Medicare's Flawed Adjustment Methodology
The methodology Medicare uses to adjust the billions of dollars it pays health plans and hospitals to account for how sick their patients are is flawed and should be replaced, according to study by Dartmouth Atlas Project investigators published in the journal BMJ in April 2014.
A release from the university explains that the team compared Medicare's current risk-adjustment methodology, which is based on the diagnoses recorded in patients' claims records, against adjustment indices based on wealth and health. The study found that using indices pegged to a region's poverty rate or the overall health of its population do a better job of explaining the mortality rate of local Medicare populations than the current diagnosis-based adjustment method, raising questions about its efficacy.

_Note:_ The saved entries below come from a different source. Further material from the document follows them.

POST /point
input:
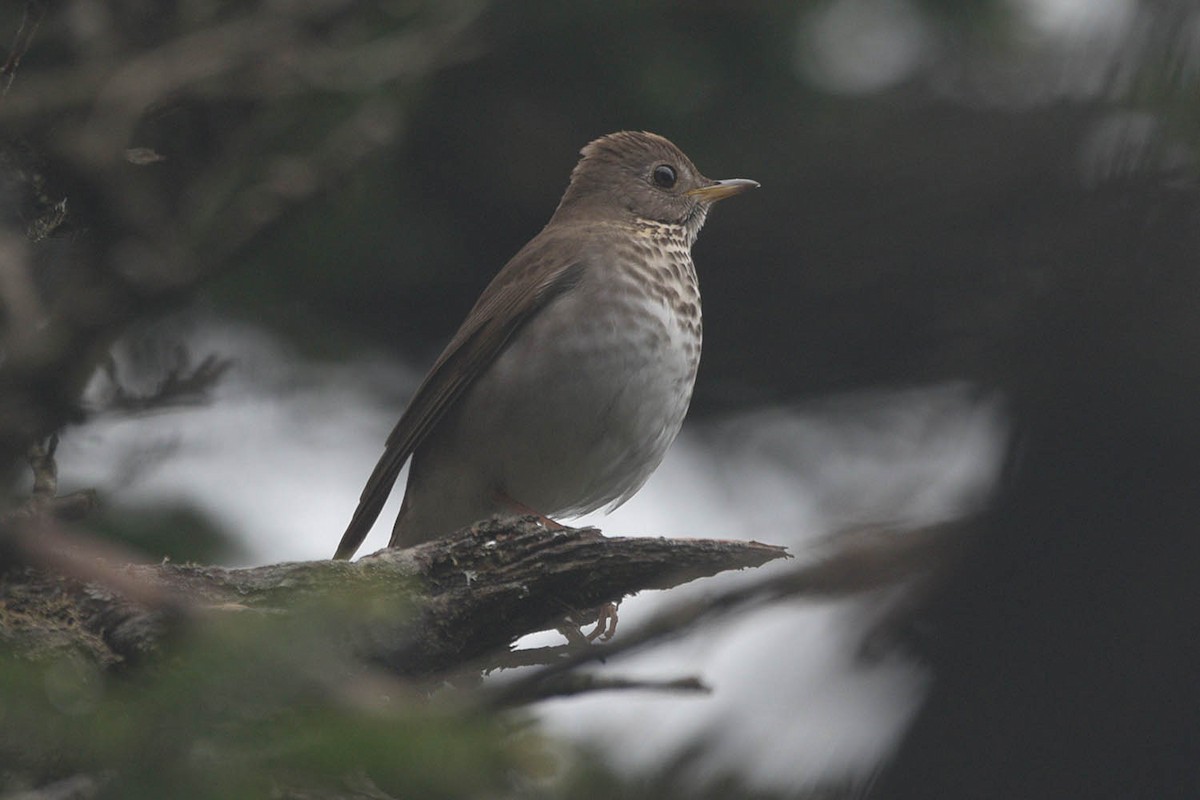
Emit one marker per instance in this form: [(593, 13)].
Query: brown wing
[(505, 305)]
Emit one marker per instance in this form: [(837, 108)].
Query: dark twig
[(29, 22), (574, 684), (181, 385), (850, 564)]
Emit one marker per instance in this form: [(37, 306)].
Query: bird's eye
[(664, 175)]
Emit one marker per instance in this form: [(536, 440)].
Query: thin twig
[(29, 22)]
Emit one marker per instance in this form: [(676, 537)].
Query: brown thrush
[(571, 376)]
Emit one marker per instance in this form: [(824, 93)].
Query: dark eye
[(664, 175)]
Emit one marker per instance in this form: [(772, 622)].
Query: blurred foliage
[(179, 534), (245, 708)]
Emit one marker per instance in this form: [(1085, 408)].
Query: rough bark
[(469, 595)]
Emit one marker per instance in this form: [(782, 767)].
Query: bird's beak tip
[(721, 190)]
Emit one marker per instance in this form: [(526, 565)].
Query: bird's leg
[(516, 506), (606, 623)]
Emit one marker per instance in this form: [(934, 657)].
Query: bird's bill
[(721, 190)]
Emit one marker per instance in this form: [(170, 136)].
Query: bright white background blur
[(281, 452)]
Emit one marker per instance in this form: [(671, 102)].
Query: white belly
[(574, 415)]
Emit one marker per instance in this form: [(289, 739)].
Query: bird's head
[(639, 175)]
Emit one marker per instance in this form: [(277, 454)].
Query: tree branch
[(471, 596)]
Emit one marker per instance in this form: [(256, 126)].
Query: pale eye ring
[(664, 176)]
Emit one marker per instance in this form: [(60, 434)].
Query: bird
[(571, 376)]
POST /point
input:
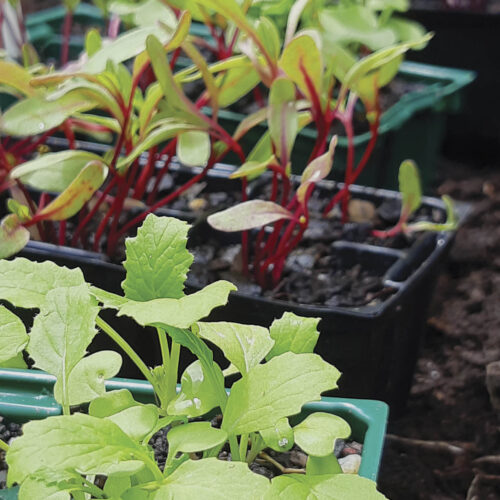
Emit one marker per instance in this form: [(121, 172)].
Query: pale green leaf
[(87, 379), (277, 389), (278, 437), (193, 148), (53, 171), (213, 479), (13, 236), (157, 260), (62, 332), (248, 215), (327, 487), (317, 434), (292, 333), (13, 337), (25, 283), (245, 346), (88, 444), (179, 313), (197, 395)]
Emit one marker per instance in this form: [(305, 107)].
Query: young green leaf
[(279, 437), (197, 395), (325, 487), (317, 434), (292, 333), (157, 260), (193, 437), (13, 236), (87, 379), (13, 337), (179, 313), (269, 391), (248, 215), (88, 444), (54, 171), (26, 283), (213, 479), (245, 346), (193, 148)]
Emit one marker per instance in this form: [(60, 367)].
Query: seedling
[(278, 375)]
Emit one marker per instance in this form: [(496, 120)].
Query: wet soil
[(449, 408)]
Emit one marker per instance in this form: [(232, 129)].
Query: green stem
[(243, 446), (4, 446), (235, 452), (121, 342)]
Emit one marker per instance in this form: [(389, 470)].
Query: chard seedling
[(62, 455), (411, 199)]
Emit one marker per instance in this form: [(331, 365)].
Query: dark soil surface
[(438, 450)]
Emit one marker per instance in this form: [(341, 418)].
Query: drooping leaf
[(248, 215), (270, 391), (157, 260), (25, 283), (317, 434), (327, 487), (292, 333), (193, 148), (194, 437), (245, 346), (179, 313), (302, 57), (279, 437), (213, 479), (13, 337), (409, 187), (53, 171), (317, 170), (13, 236), (197, 395), (36, 115), (62, 332), (88, 444), (86, 380)]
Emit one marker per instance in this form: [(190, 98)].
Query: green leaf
[(279, 437), (81, 190), (302, 56), (193, 437), (137, 421), (292, 333), (327, 487), (245, 346), (25, 283), (179, 313), (409, 187), (125, 47), (197, 395), (62, 332), (283, 117), (317, 434), (88, 444), (157, 260), (213, 479), (316, 171), (87, 379), (193, 148), (36, 115), (54, 171), (13, 337), (248, 215), (13, 236), (275, 390)]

The study is the fourth in a series to raise important questions about how the government accounts for differences in the severity of illness in populations so it can make "apples to apples" comparisons that do not to penalize plans or health systems whose patients are sicker than average. This risk adjustment is a critical factor in how Medicare evaluates hospitals' readmission rates, which affects their Medicare payments, and how it pays Medicare Advantage health plans. Diagnosis-based risk adjustment is also used in comparative effectiveness research and in academic research into variations in medical care across America.

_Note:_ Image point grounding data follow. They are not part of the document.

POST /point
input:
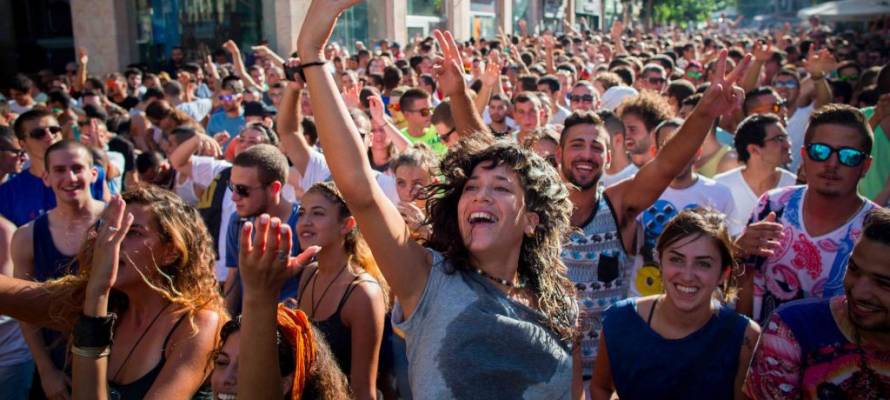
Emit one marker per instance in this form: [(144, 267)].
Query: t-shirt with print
[(802, 354), (25, 197), (317, 171), (879, 172), (430, 137), (744, 197), (704, 193), (204, 169), (803, 266), (233, 247), (467, 340), (599, 268)]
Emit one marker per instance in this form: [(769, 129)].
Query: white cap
[(615, 95)]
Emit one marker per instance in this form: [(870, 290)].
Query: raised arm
[(633, 196), (405, 264), (448, 71), (238, 63), (293, 143)]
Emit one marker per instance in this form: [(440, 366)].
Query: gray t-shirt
[(467, 340)]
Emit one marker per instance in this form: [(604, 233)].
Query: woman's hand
[(112, 228), (264, 261), (314, 36)]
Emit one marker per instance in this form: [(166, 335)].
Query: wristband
[(91, 352), (301, 67), (94, 332)]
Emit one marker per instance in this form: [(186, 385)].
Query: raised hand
[(264, 260), (449, 68), (763, 51), (724, 97), (352, 96), (314, 36), (376, 108), (762, 238), (111, 229), (819, 63)]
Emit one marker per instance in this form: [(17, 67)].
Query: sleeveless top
[(336, 333), (645, 365), (140, 387), (709, 169), (600, 270), (50, 263)]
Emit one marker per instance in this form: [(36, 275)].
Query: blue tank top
[(600, 270), (645, 365)]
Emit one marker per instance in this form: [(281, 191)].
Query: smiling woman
[(685, 343)]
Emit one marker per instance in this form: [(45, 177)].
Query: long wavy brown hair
[(545, 195), (188, 282)]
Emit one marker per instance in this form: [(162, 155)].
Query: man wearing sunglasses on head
[(25, 197), (12, 157), (800, 237)]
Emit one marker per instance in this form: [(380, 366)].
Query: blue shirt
[(233, 245), (25, 197), (219, 122)]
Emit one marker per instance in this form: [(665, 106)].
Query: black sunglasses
[(242, 190), (847, 156), (588, 98), (39, 133), (19, 153)]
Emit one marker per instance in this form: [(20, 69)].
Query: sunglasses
[(17, 152), (242, 190), (426, 112), (785, 84), (847, 156), (40, 133)]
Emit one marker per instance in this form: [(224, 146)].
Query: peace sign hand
[(724, 97)]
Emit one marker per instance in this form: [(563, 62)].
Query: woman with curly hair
[(146, 278), (685, 343), (487, 309)]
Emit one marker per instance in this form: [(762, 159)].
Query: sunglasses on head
[(40, 133), (587, 98), (242, 190), (785, 84), (426, 112), (19, 153), (847, 156)]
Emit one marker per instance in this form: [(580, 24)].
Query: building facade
[(44, 33)]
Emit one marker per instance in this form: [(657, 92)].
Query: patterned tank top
[(600, 269)]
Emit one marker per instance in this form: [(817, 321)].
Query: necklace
[(518, 285), (871, 383), (132, 349), (324, 292)]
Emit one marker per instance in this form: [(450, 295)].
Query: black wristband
[(94, 331), (306, 65)]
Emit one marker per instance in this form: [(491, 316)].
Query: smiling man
[(820, 222), (838, 347)]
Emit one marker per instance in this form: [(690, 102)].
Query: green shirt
[(873, 181), (430, 137)]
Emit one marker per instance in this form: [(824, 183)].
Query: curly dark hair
[(545, 194)]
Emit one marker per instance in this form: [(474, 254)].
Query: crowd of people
[(693, 214)]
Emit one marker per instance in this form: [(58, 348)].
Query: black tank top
[(140, 387), (336, 333)]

Medicare payments to Medicare Advantage plans are projected to surpass $154 billion in 2014, and account for more than a fourth of total Medicare spending, according to the Congressional Budget Office. Medicare Advantage plans use the CMS – Hierarchical Condition Category (HCC) risk adjustment methodology to adjust their payments to health plans. HCC risk adjustment, based on the diagnoses recorded in claims, is so important to Medicare Advantage plans' revenue streams that a cottage industry has sprung up to help plans maximize their risk-adjustment revenue.

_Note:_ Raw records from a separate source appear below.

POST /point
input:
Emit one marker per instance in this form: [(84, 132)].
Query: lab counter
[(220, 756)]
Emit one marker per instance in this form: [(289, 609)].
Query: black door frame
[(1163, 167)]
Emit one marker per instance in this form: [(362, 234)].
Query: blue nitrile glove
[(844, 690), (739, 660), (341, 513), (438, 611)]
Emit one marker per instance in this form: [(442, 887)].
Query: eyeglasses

The release quotes study leader David E. Wennberg, M.D., M.P.H. of Dartmouth Institute for Health Policy & Clinical Practice and the Geisel School of Medicine at Dartmouth College, as saying, "We can and should do better. Our body of work demonstrates that the way we adjust for risk now is biased, and when billions of tax dollars are at stake we need to hit the reset button. This paper gives a very good roadmap of how we can do risk adjustment right."